The European Central Bank will raise interest rates again in December and next year to fight inflation but those increases may well be smaller than the most recent ones, the bank’s chief economist Philip Lane said in an interview published on Monday.
With the inflation rate in double digits, the ECB has raised interest rates by 200 basis points in just three months from record low levels, and is set to mop up some of the trillion euros pumped into the financial system in recent years.
Lane suggested the next rate hike would be smaller than the record 75 basis-point-increases decided at the last two ECB meetings, but won’t be the last.

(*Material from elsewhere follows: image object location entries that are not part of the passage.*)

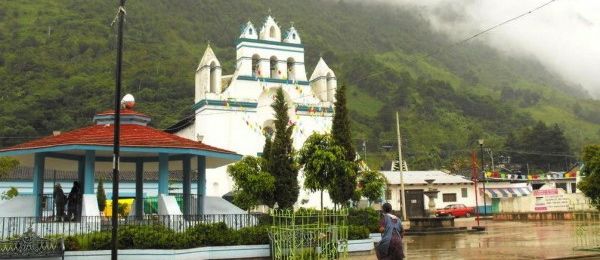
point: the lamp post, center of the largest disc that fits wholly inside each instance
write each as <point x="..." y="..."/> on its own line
<point x="483" y="170"/>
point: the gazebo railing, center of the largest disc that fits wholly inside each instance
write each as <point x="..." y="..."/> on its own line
<point x="50" y="208"/>
<point x="11" y="227"/>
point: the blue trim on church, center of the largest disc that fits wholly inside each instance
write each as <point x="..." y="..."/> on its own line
<point x="270" y="80"/>
<point x="306" y="108"/>
<point x="286" y="44"/>
<point x="223" y="103"/>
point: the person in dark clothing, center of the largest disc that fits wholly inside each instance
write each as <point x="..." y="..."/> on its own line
<point x="74" y="201"/>
<point x="59" y="202"/>
<point x="390" y="226"/>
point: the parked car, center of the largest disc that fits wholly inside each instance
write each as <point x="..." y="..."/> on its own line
<point x="456" y="210"/>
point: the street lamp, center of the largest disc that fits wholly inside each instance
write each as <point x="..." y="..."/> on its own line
<point x="483" y="170"/>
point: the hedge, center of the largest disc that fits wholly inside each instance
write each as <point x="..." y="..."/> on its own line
<point x="160" y="237"/>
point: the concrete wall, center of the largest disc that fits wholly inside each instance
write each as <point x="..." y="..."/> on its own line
<point x="469" y="200"/>
<point x="216" y="252"/>
<point x="577" y="201"/>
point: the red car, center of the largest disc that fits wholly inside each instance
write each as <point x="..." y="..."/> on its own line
<point x="455" y="210"/>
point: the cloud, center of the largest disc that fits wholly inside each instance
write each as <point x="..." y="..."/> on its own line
<point x="564" y="35"/>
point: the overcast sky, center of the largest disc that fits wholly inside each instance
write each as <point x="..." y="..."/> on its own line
<point x="565" y="35"/>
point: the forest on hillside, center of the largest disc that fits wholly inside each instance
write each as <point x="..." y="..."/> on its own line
<point x="57" y="64"/>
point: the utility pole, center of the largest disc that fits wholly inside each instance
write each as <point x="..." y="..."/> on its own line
<point x="489" y="150"/>
<point x="475" y="176"/>
<point x="365" y="150"/>
<point x="483" y="170"/>
<point x="115" y="196"/>
<point x="404" y="216"/>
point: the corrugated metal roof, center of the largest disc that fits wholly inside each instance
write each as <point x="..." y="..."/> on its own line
<point x="419" y="177"/>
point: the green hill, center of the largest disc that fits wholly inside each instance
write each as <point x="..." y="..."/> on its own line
<point x="57" y="60"/>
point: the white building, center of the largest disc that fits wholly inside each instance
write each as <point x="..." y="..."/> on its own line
<point x="452" y="189"/>
<point x="233" y="110"/>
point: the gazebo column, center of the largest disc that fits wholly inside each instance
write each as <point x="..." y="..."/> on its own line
<point x="187" y="168"/>
<point x="167" y="205"/>
<point x="80" y="179"/>
<point x="139" y="189"/>
<point x="163" y="174"/>
<point x="90" y="202"/>
<point x="81" y="170"/>
<point x="201" y="184"/>
<point x="38" y="182"/>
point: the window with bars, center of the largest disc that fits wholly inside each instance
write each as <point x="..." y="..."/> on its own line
<point x="449" y="197"/>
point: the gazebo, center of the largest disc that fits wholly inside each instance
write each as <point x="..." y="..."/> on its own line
<point x="89" y="149"/>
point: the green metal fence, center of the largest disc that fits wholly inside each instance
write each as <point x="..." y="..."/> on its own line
<point x="309" y="234"/>
<point x="587" y="230"/>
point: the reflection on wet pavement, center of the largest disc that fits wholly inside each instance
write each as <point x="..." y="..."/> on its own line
<point x="502" y="240"/>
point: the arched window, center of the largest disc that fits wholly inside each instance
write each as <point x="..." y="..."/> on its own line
<point x="213" y="78"/>
<point x="291" y="69"/>
<point x="255" y="65"/>
<point x="273" y="66"/>
<point x="330" y="86"/>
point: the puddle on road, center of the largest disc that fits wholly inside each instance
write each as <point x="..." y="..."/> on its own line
<point x="502" y="240"/>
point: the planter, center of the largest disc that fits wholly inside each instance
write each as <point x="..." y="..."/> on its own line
<point x="362" y="246"/>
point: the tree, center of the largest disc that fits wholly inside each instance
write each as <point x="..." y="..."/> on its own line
<point x="344" y="178"/>
<point x="372" y="185"/>
<point x="321" y="158"/>
<point x="101" y="196"/>
<point x="340" y="128"/>
<point x="344" y="182"/>
<point x="253" y="185"/>
<point x="6" y="165"/>
<point x="281" y="160"/>
<point x="9" y="194"/>
<point x="590" y="184"/>
<point x="268" y="199"/>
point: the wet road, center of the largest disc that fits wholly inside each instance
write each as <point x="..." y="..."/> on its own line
<point x="502" y="240"/>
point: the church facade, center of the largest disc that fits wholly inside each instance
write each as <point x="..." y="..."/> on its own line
<point x="233" y="111"/>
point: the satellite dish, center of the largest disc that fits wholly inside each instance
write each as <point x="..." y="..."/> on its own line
<point x="128" y="101"/>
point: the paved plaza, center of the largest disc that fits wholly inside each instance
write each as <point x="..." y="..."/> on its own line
<point x="503" y="240"/>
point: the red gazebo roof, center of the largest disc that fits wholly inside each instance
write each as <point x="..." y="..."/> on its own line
<point x="131" y="136"/>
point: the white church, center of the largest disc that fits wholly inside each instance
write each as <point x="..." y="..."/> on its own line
<point x="232" y="111"/>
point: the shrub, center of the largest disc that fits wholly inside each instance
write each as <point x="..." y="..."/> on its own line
<point x="258" y="235"/>
<point x="358" y="232"/>
<point x="368" y="218"/>
<point x="158" y="236"/>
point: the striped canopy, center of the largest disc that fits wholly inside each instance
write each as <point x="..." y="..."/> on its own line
<point x="507" y="192"/>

“One platform for considering a very large hike, such as 75 basis points, is no longer there,” MNI quoted Lane as saying. “The more you’ve already done on a cumulative basis, that changes the pros and cons of any given increment.”
He said the ECB was not about the pause its hiking cycle but “to move at the appropriate time to smaller increments” and reduce its bond holdings, the key part of its stimulus policy of the past decade, in a “more mechanical” fashion.
“I don’t think we’re going to be on a meeting-by-meeting basis interconnecting the interest rate decision with the pace (of bond reinvestments) for the next month or two,” Lane said. “It should be probably more mechanical than that.”
He hinted at higher inflation next year than the ECB was expecting in September, in light of more elevated energy prices and government deficits, while he said the outlook for 2024-25 was more mixed.
“For those years the forecast will have to balance the fact that inflation has a knock-on effect, for example, on the wage mechanism,” Lane said. “But on the other hand, we do have the fact that the financial conditions are far different than what we had going into the September forecast.”